This was directed at Roy Curtis, who was the group’s treasurer. “We’re the only ones that have anything to do with the Fund, so I don’t know why not.”
“I don’t like to sound like a great white hunter,” said Nicolson. “But I’m wondering if we should load our guns with real bullets.”
“What on earth for!” Curtis replied.
“He’s a meat eater, isn’t he? That’s not your normal ape.”
That stopped Curtis. “Maybe we can just load one of the guns.”
“No,” said Jason, knowing his word would be final. “We don’t want to kill it. There’s absolutely no report of this thing being dangerous to anybody. If we load a rifle we’ll use it. No,” he repeated with final indissoluble certainty. “We can keep watches if that will make you feel better.”
“Yes,” said Nicolson, holding his rifle. “It would.”
They pitched camp under the trees, close by a gurgling stream. Curtis and Nicolson played three quick backgammon games on a portable board, as they had done nearly every night since meeting twelve years before in Kansas. Jason offered to take the first watch. He sat with his back against a tree, a little apart from the other three men, with his blanket over his legs and rifle across his lap.
By midnight Hill, Curtis, and Nicolson were lumps of nylon curled around the glowing campfire embers, which pulsed whenever a breeze crossed them. Except for a marmot whose whistle broke the block of quiet that settled over the forest, Raymond Jason might have been alone at the end of the world.
He clasped his hands together and tightened all the muscles of his arms. Wrists, forearms, biceps. A pleasurable tension in the shoulders. Then he relaxed and felt blood pump through the strained tissues.
Raymond Jason had spent the better part of his life being successful. Success was money, security, and physical comfort. He had waited until his first million, accumulated by the age of thirty-five, to cash in on physical comfort. He got married. He bought a house and several cars. Having done all that, he discovered something was wrong with him.

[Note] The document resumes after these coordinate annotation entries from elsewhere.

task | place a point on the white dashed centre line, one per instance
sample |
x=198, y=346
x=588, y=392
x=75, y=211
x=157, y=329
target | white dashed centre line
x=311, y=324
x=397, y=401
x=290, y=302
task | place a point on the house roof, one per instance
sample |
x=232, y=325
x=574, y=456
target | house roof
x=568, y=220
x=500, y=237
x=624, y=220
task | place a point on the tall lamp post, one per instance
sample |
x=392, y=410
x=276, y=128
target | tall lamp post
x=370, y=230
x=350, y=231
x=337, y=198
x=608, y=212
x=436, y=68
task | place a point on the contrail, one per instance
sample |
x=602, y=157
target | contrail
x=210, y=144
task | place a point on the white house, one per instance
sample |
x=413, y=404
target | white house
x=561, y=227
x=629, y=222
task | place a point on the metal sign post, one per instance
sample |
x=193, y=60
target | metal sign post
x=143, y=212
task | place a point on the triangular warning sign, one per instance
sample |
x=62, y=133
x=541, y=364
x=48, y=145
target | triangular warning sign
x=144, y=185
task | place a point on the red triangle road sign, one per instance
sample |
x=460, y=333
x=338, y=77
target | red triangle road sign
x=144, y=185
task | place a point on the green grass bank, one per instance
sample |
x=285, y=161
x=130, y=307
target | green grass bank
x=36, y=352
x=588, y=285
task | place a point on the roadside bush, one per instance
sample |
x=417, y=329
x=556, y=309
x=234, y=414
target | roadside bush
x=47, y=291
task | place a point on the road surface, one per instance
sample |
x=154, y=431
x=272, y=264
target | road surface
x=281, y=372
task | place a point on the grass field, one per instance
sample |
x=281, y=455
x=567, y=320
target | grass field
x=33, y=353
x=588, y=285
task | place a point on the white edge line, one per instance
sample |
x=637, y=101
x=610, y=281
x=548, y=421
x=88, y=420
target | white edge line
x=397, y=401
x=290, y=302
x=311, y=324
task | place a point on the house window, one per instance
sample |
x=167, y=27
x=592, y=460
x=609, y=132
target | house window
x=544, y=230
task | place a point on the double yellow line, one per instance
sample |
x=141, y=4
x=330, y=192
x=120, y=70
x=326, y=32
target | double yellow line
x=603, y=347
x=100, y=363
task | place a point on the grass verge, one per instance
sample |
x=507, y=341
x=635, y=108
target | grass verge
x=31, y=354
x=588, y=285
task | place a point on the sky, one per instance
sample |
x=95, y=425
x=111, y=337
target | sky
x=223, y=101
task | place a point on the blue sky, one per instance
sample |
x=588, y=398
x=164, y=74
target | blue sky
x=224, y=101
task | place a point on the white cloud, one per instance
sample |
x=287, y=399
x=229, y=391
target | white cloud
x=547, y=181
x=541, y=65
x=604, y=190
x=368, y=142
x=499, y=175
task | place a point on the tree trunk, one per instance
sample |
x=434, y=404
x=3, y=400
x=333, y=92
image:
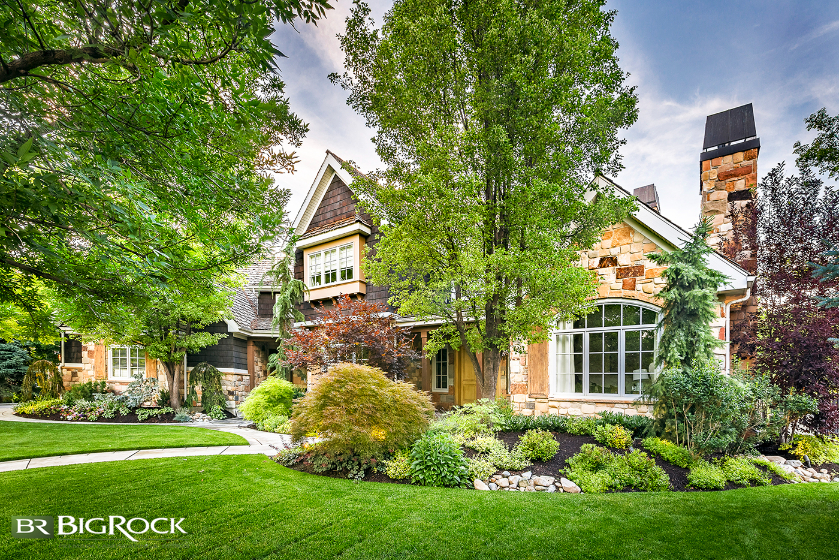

This thing that was wrong had driven him to a psychiatrist, who had told him a human being is just a log of the past. Jason considered that, then rejected it. “Doc, I’ve got everything I want. I had a perfectly normal childhood and everything, you said it yourself. By any sensible standards I should be as happy as a clam, but I’m putting on weight, I get depressed, and my temper’s getting worse when it should be getting better.”
Jason had a vicious temper, which had been an asset in his business career. He was a man with a short fuse and a long memory, whose reserves of sheer anger had crashed him through all obstacles, commercial, personal, and social. This temper was damaging his marriage.
“Human beings are slates upon which experience writes the only words,” said the psychiatrist. Then after a moment he said, “Do you believe in God, Mr. Jason?”
“No.”
Being a supremely rational man, Jason simply did not understand what the psychiatrist was talking about.
“Do you know what material success is, Mr. Jason? It is an earthly substitute for going to heaven. It is a nonexistent place where rich people live cushioned by money, with no cares or worries forever. When you made your first million, you died in a way. Only heaven isn’t where you went. Heaven does not necessarily come after success.”
Jason was not paying a shrink forty dollars an hour for a religious lecture. He found himself getting mad.
“You are angry because you are fundamentally frustrated, Mr. Jason. You are searching for something to devote yourself to, something to lose yourself in. A purpose to your life. More money probably isn’t the answer.”
“You mean find a religion,” Jason asked through clenched teeth.
“You are a hungry man, Mr. Jason. Hungry for something irrational. If this were the Middle Ages, yes, you’d be hungry for God. But this is the twentieth century, so let’s say you’re looking for something . . . inexplicable. Something to challenge you. Some—” which was as far as the psychiatrist got, because Jason had lost his temper and thrown an ashtray at him.
Shortly after that, his marriage broke up. He had struck his wife with his fist after an argument about vacations. He threw his fiercest energies into dozens of projects, including the Wildlife Fund. He decided to go to Canada and look for oxen. His business expertise and a sense of organization had slipped control of the expedition into his hands, and he welcomed it.
A hand touched his shoulder. He jumped in shock, clutching his rifle. Hill’s hand clamped over his mouth.
“Listen,” whispered Hill.
Jason was embarrassed at being such a lousy watchman. All three men had awakened and dressed while his mind drifted.